Кара и рыцарь, сопровождаемые шёпотом ветра и отблесками заката, достигли сердцевины разрушенного королевства. Перед ними возвышался древний трон, некогда величественный, но теперь превратившийся в груду каменных обломков. На вершине этого трона сидел молодой колдун, его глаза были полны безумия и отчаяния. Он обвинял Кару в своих бедах, утверждая, что она не смогла научить его любви и была плохим учителем, что она виновница всех разрушений мира.
Кара слушала его слова с болью и сожалением. Она знала, что её путь был труден, и она не всегда находила правильные слова. Но она никогда не хотела причинить ему боль.
– Ты ошибаешься, – мягко сказала она, стараясь успокоить его. – Я всегда старалась помочь тебе. Я хотела, чтобы ты понял, что любовь – это не просто чувство, это действие. Это умение заботиться о других, даже когда тебе самому тяжело.
Колдун засмеялся, его смех был горьким и пустым.
– Заботиться о других? – повторил он с сарказмом. – Ты думаешь, я не пытался? Я пытался найти любовь, но каждый раз она ускользала от меня. Я искал её в магии, в силе, в богатстве, но всё было напрасно. Любовь – это иллюзия, мираж, который исчезает, как только ты к нему приближаешься.
Рыцарь, стиснув зубы, сделал шаг вперёд, его меч сверкнул в свете заката. Его глаза пылали гневом, и он готов был обрушить всю свою ярость на колдуна. Но Кара, видя его намерение, подняла руку, останавливая его.
– Нет, – тихо, но твёрдо произнесла она. – Мы не можем позволить ненависти и мести поглотить нас.
Рыцарь нахмурился, но не стал спорить. Он знал, что Кара старше и мудрее его, и сейчас её слова имели вес. Колдун, заметив движение рыцаря, начал бормотать заклинания, пытаясь защититься. Но Кара настигла его.
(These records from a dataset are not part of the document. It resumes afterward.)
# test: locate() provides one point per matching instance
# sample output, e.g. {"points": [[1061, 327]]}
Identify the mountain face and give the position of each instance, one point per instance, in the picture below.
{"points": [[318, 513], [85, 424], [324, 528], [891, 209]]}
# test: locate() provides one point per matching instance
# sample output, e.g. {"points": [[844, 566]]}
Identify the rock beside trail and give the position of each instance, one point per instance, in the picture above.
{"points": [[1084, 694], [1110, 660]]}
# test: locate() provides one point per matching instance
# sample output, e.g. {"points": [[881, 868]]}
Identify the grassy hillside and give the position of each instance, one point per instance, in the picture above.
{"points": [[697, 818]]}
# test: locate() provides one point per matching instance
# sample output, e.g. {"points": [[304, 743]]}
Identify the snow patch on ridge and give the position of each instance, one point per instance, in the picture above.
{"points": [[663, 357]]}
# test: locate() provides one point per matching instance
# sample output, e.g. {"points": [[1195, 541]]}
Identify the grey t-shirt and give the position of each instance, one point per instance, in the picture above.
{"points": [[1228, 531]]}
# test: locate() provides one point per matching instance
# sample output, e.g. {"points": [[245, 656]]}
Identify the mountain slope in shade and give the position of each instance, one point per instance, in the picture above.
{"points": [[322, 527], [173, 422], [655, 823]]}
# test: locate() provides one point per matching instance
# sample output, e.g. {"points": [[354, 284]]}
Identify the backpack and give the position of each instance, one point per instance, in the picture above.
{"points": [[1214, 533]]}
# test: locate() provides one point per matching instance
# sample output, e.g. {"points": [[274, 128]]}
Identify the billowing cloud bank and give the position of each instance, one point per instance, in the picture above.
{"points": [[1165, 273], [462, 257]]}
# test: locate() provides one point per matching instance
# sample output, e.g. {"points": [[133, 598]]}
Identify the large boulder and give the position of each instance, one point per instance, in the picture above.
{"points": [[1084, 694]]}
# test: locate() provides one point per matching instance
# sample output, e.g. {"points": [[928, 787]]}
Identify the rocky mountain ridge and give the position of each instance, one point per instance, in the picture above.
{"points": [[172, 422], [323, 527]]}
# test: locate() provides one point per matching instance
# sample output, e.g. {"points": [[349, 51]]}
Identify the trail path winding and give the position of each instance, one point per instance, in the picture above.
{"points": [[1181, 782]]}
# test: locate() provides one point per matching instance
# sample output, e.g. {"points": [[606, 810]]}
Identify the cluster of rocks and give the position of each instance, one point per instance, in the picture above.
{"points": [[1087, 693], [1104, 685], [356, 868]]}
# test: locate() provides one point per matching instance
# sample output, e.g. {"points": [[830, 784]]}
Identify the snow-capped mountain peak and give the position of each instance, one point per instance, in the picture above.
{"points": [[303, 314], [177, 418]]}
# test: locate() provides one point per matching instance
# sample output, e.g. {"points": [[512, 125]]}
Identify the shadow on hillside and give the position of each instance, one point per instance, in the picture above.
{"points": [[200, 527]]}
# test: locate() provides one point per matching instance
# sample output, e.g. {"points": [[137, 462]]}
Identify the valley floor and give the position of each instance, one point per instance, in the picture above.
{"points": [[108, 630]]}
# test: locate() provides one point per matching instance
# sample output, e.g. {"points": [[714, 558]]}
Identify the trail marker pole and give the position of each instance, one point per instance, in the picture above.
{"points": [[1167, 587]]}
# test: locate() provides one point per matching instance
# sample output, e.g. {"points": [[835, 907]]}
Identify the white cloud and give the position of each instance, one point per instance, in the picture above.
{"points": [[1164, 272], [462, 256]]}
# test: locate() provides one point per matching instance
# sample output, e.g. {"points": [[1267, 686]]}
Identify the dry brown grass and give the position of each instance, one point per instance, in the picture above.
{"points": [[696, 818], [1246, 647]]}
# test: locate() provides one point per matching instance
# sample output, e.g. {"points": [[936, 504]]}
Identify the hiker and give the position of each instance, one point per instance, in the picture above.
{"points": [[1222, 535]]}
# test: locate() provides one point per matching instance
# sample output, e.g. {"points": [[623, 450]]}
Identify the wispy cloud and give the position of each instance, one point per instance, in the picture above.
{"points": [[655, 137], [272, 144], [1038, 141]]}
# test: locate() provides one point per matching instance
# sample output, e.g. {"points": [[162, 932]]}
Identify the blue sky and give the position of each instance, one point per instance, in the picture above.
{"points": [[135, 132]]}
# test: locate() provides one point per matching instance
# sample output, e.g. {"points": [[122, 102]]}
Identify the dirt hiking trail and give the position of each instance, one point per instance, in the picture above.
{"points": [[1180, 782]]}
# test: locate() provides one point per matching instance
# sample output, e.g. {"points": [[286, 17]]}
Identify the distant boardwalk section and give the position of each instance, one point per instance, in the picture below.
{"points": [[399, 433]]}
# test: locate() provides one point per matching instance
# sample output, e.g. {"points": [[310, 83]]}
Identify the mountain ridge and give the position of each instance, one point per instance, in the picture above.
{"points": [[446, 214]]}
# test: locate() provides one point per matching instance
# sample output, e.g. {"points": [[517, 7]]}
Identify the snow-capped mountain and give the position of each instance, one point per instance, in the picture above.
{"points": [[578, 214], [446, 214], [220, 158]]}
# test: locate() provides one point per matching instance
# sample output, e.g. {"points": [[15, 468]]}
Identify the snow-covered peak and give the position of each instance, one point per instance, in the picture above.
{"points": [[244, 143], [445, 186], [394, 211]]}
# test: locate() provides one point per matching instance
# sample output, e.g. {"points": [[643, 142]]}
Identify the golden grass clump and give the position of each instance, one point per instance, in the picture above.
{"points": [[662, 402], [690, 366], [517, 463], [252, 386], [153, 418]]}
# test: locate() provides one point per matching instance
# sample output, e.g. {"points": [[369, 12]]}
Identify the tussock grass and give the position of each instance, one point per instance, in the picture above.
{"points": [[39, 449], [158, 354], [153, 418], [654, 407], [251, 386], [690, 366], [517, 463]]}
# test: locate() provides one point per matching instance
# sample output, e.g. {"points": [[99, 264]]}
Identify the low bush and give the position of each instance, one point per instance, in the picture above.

Она подошла к нему вплотную и, с лёгкостью, которой никто не ожидал, коснулась его лба.

Свет, похожий на молнию, вспыхнул вокруг них, и в воздухе раздался странный гул. Колдун закричал, его глаза закатились, и он рухнул на колени. Сила, которую он держал в себе, начала исчезать, растворяясь в воздухе.
Когда всё закончилось, Кара медленно отступила, её лицо было задумчивым. Она смотрела на колдуна, который теперь был просто молодым человеком, слабым и беспомощным.
– Ты больше не можешь использовать магию, – сказала она, её голос был мягким, но в нём звучала сталь. – Теперь ты должен научиться жить без неё. Ты должен научиться любить, как я пыталась тебе показать. И ты должен нести ответственность за все свои действия.
Рыцарь, стоявший рядом, смотрел на Кару с уважением, восхищением и благодарностью. Он знал, что она только что спасла не только его, но и весь мир от разрушения.
– Мы должны уйти отсюда, – сказал он, взяв ее хрупкую ладонь в свою мощную. – Это место больше не безопасно.
Кара кивнула, и они вместе направились к выходу. Но перед тем как уйти, она оглянулась на молодого колдуна, который всё ещё лежал на полу, пытаясь осознать, что только что произошло.
– Помни, – сказала она, её голос был полон сострадания. – Любовь – это не просто чувство. Это действие. Это выбор.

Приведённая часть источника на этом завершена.